Ай да молодец немец. Хорошая из него вышла галлюцинация. Неназойливая. И от работы совсем ненадолго отвлекла.
Столь примерное поведение заслуживало награды, поэтому без десяти семь вечера понедельника Анджей был на улице Лабдарю. Еще не поглядев на балкон, знал, что вся компания уже в сборе, кроме Марины. Был уверен, что Марина сегодня не придет. И вряд ли еще когда-нибудь. Сдался ей теперь этот немецкий. Рисовать можно вообще без слов.
— Ты совершенно прав, Марина не придет, — улыбнулся Файх, вышедший зачем-то встречать его во двор. — Нет никакого смысла ее ждать. Зато все остальное исполнено смысла в этот холодный летний день. Чувствуешь ли ты смертоносное дыхание смысла на затылке? Или ему следует подойти еще ближе?
Почти не слышал, что говорит этот невыносимый немец. Потому что не хотел слышать. От одного только ритма его речей начинала кружиться голова, а по небесному куполу разбегались все новые трещины, голубое пасхальное яйцо, по которому колотят ложкой, вид изнутри.
Ухватился за большую и теплую даже в своем отсутствии Марину, как утопающий за соломинку.
— Погоди, почему ты уверен, что она не придет?
— Не знаю. Я никогда ничего толком не знаю, зато чутье у меня неплохое. Живу впотьмах и действую на ощупь. Довольно часто угадываю, иногда попадаю впросак, но это не имеет значения, пока идет игра, правила которой мне неизвестны, хотя интуитивно ясны. Собственно, это и есть самое интересное. Начинаешь понимать, почему мне до сих пор не надоели мои развлечения?
— Начинаю понимать, что связался с чокнутым.
— Ну, это, по-моему, было вполне очевидно с самого начала, — улыбнулся Фабиан Файх. — Я с первого же дня вел себя как конченый псих. И потому был неотразим. Скажешь — нет?
Подумал: «Ну уж прям».
Подумал: «Неотразим, ишь ты».
Подумал: «С другой стороны, пришел же я сюда. И еще приду, если позовет. Как медом мне тут намазано. Сладким синим медом первого весеннего сбора, который называют звездным из-за необычного цвета… Тьфу ты, что за хрень творится у меня в голове? Явно перегрелся на солнце».
Хотя сам понимал, что перегреться на солнце в пасмурный день, при температуре плюс девятнадцать по Цельсию довольно затруднительно.

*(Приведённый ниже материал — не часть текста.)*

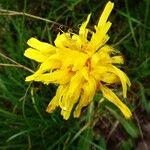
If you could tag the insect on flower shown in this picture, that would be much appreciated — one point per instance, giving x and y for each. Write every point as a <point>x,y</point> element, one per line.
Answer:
<point>80,67</point>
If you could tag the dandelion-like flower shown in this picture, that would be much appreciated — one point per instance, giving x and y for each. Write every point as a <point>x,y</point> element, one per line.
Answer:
<point>80,64</point>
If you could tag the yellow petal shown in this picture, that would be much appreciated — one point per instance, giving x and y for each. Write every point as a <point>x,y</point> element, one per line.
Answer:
<point>106,12</point>
<point>57,77</point>
<point>35,55</point>
<point>68,102</point>
<point>72,58</point>
<point>123,78</point>
<point>55,101</point>
<point>117,60</point>
<point>89,89</point>
<point>109,78</point>
<point>41,46</point>
<point>99,38</point>
<point>75,83</point>
<point>107,93</point>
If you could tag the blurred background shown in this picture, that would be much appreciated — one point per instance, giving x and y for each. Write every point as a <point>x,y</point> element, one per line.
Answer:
<point>24,124</point>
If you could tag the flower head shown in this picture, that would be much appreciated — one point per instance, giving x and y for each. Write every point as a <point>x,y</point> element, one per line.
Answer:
<point>80,64</point>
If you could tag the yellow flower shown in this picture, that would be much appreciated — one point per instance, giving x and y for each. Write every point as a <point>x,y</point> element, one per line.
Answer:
<point>80,64</point>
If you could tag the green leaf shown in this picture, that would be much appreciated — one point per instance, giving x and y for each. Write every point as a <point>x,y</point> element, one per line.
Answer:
<point>128,125</point>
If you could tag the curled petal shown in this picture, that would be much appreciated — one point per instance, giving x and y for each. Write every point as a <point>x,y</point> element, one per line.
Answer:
<point>107,93</point>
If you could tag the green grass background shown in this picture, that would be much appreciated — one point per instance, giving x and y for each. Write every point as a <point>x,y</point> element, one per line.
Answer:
<point>24,124</point>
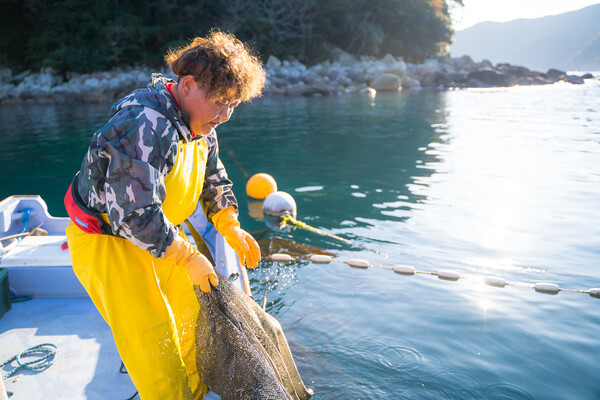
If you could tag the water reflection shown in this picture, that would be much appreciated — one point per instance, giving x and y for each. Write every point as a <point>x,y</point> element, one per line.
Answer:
<point>362,154</point>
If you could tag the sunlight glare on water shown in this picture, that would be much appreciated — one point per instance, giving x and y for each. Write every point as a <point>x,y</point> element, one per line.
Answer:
<point>502,182</point>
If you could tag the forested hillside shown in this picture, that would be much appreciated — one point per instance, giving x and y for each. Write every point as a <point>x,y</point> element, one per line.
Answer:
<point>84,36</point>
<point>569,41</point>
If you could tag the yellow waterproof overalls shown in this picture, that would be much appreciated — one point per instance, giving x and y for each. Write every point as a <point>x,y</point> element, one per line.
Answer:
<point>149,303</point>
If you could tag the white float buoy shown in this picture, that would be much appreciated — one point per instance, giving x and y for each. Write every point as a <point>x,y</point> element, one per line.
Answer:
<point>448,275</point>
<point>547,287</point>
<point>279,204</point>
<point>494,281</point>
<point>280,257</point>
<point>320,258</point>
<point>404,269</point>
<point>358,263</point>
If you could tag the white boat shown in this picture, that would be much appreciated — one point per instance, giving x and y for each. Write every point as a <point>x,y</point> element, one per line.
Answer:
<point>87,364</point>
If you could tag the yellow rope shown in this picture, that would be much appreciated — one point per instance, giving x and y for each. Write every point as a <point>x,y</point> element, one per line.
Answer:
<point>289,220</point>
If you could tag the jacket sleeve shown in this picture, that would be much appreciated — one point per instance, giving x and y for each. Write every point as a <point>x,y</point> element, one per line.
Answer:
<point>218,193</point>
<point>140,152</point>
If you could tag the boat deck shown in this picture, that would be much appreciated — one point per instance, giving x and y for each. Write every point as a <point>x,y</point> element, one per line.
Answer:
<point>87,362</point>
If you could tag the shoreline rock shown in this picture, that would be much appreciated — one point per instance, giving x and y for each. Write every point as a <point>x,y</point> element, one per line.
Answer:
<point>342,75</point>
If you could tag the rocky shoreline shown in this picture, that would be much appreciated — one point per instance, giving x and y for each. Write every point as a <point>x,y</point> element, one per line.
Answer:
<point>343,74</point>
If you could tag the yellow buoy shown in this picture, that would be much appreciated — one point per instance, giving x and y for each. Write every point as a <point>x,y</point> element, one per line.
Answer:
<point>261,185</point>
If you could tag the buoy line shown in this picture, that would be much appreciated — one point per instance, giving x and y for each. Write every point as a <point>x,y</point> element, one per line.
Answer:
<point>448,275</point>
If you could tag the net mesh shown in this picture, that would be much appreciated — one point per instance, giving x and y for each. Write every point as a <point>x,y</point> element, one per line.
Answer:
<point>242,351</point>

Грета Францевна на этот раз переместилась на балкон, вместе с облюбованным в прошлый раз креслом, которое каким-то образом вынесли из гостиной сквозь сравнительно узкую дверь. Сегодня, на слишком холодном для середины августа ветру, ее зимнее пальто уже не казалось абсурдной деталью. Напротив, Грета Францевна была экипирована куда лучше других. Синеволосая Габия и длинный Даниэль стояли по бокам, как почетная охрана.